1/7 bienveillance et douceur

Bienveillance et douceur

Je vous propose une série d’articles comme autant de pistes à explorer pour renforcer l’estime de soi. Le préalable à cela, me semble être la douceur et la bienveillance.

La bienveillance

 

« Je devrais y arriver ! Ce n’est quand même pas si compliqué ! Ça m’agace tellement ! Et puis après forcément je culpabilise ! De toute façon, je n’ai aucune persévérance.»

 

C’est dans les grandes lignes ce que j’ai entendu cette semaine en séance. Bim ! Le cadre est posé !

Le mot « bienveillance » est servi à toutes les sauces depuis quelques temps, parfois même comme une nouvelle injonction. Elle est parfois vendue comme une façon d’être entre le Bisounours et le moine bouddhiste.

La bienveillance, c’est un apprentissage quotidien et constant. Dans un monde où la culture du rapport de force est omniprésente, cela demande du courage et de la patience.
« Je suis le premier humain dont j’ai la charge. » C’est pourquoi, avant de cherche à être bienveillant avec qui que ce soit, je vous invite à expérimenter cette bienveillance envers vous-même !

Ça veut dire quoi ?

Etymologiquement, la bienveillance vient de bien veiller, dans le sens éveiller, surveiller.
Juliette Tournand, qui écrit un livre passionnant sur le sujet, La stratégie de la bienveillance, y oppose la mal-veille : voir ce qui va mal. Elle explique que la bienveillance demande un switch mental.

1/ Repérer que je suis en mal veille.
2/ Réorienter ma vigilance vers ce qui est bien.

C’est donc ça la position de bienveillance ! Cela demande une volonté, une attention particulière à ce qui se passe, en soi d’abord. Et de réorienter une fois, dis fois, mille fois, vers ce qui est positif.
« Je devrais y arriver ! Ce n’est quand même pas si compliqué ! Ça m’agace tellement ! Et puis après forcément je culpabilise ! De toute façon, je n’ai aucune persévérance.»
OK- je switch :
« J’ai très envie de parvenir à cet objectif important pour moi. Parfois, je n’y parviens pas, mais j’avance peu à peu. Je suis en chemin. »

 

La douceur

 

Je vous avoue que pour moi, il y a encore une dizaine d’années : être doux, c’était prendre le risque d’être faible.
Aujourd’hui je me rend compte à quel point j’ai pu me tromper ! La douceur demande aussi beaucoup de courage !
A commencer, là encore, par la douceur envers soi. C’est, à mon sens, l’indispensable préalable pour pouvoir introduire de la douceur dans son rapport à l’autre.
Cela demande une sorte d’hygiène : de régularité. Ça ne se décrète pas mais s’expérimente, et c’est du boulot !
La douceur permet de s’autoriser à avancer, à son rythme, à accepter plus facilement les difficultés. Elle favorise la mise en mouvement, la dynamique.

« De toute façon, je n’ai aucune persévérance.» PAF ! Les choses sont figées, définitives. C’est comme ça et ça restera ainsi.
« C’est difficile pour moi de maintenir mes efforts dans le temps. » OK. Et comment cela pourrait être plus confortable ? Pourquoi cet objectif est important ? Quels autres chemins plus confortables pourraient être explorés pour l’atteindre ?

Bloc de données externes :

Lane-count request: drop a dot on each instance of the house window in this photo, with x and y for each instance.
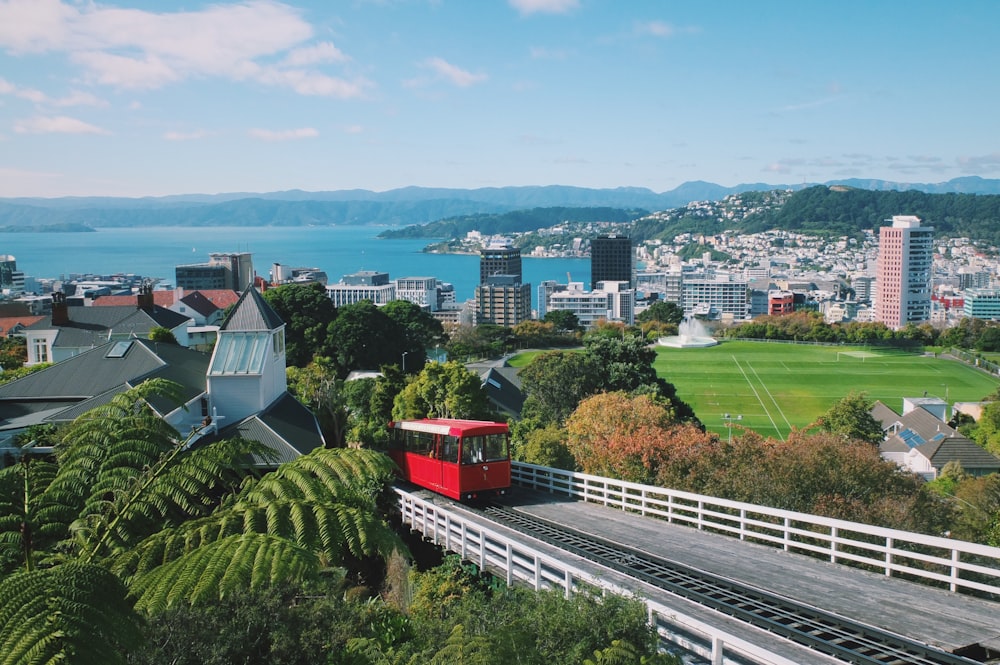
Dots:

La douceur permet de sortir de la pensée binaire « c’est bien/ c’est mal. Je peux/ je ne peux pas… ». Elle amène de la nuance et permet de s’autoriser à explorer de nouvelles façons d’être et de faire.

 

Et la sophro dans tout ça?

 

La sophro, par nature invite à poser un regard plus doux et bienveillant sur soi (puis sur les autres).

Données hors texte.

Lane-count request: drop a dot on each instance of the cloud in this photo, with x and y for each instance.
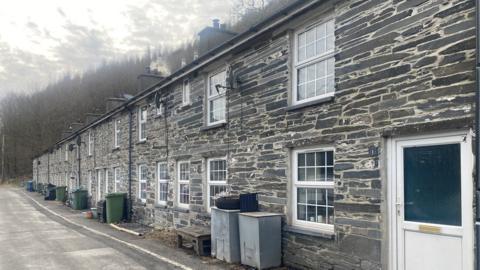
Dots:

La pratique en elle-même, permet d’apprendre à s’accorder de la douceur, ne serait-ce que par ce temps pour se poser et se recentrer. Apprendre par l’expérimentation, que s’offrir un temps de recentrage permet d’aborder les choses différemment dans son quotidien. Elle permet de repérer aussi où vous en êtes en terme de pensées. Ce qui, avec un peu de pratique, vous permet de savoir plus rapidement lorsque vous glisser vers la mal-veille. Puis de réorienter votre attention et votre énergie vers ce qui est positif.

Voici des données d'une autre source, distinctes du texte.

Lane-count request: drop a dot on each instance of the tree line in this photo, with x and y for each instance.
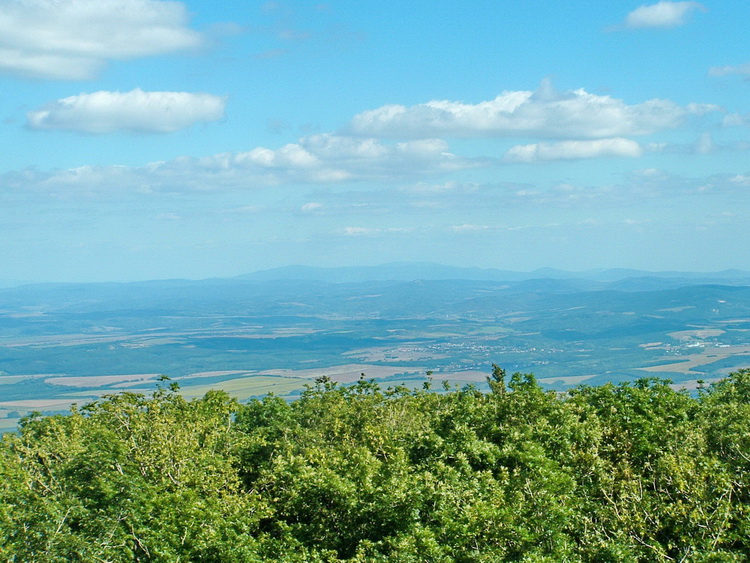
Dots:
(629, 472)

Et, par le biais d’une écoute active et non jugeante, dans un cadre sécurisant, le ou la sophrologue permet d’exprimer ce qui est ressenti et/ou pensé en confiance.

Mon travail est de vous permettre d’effectuer ces switches vers ce qui positif, de changer de regard sur ce qui peut être perçu comme difficile. D’adopter cette posture de bienveillance et de douceur envers vous-même : le socle nécessaire à une juste estime de soi.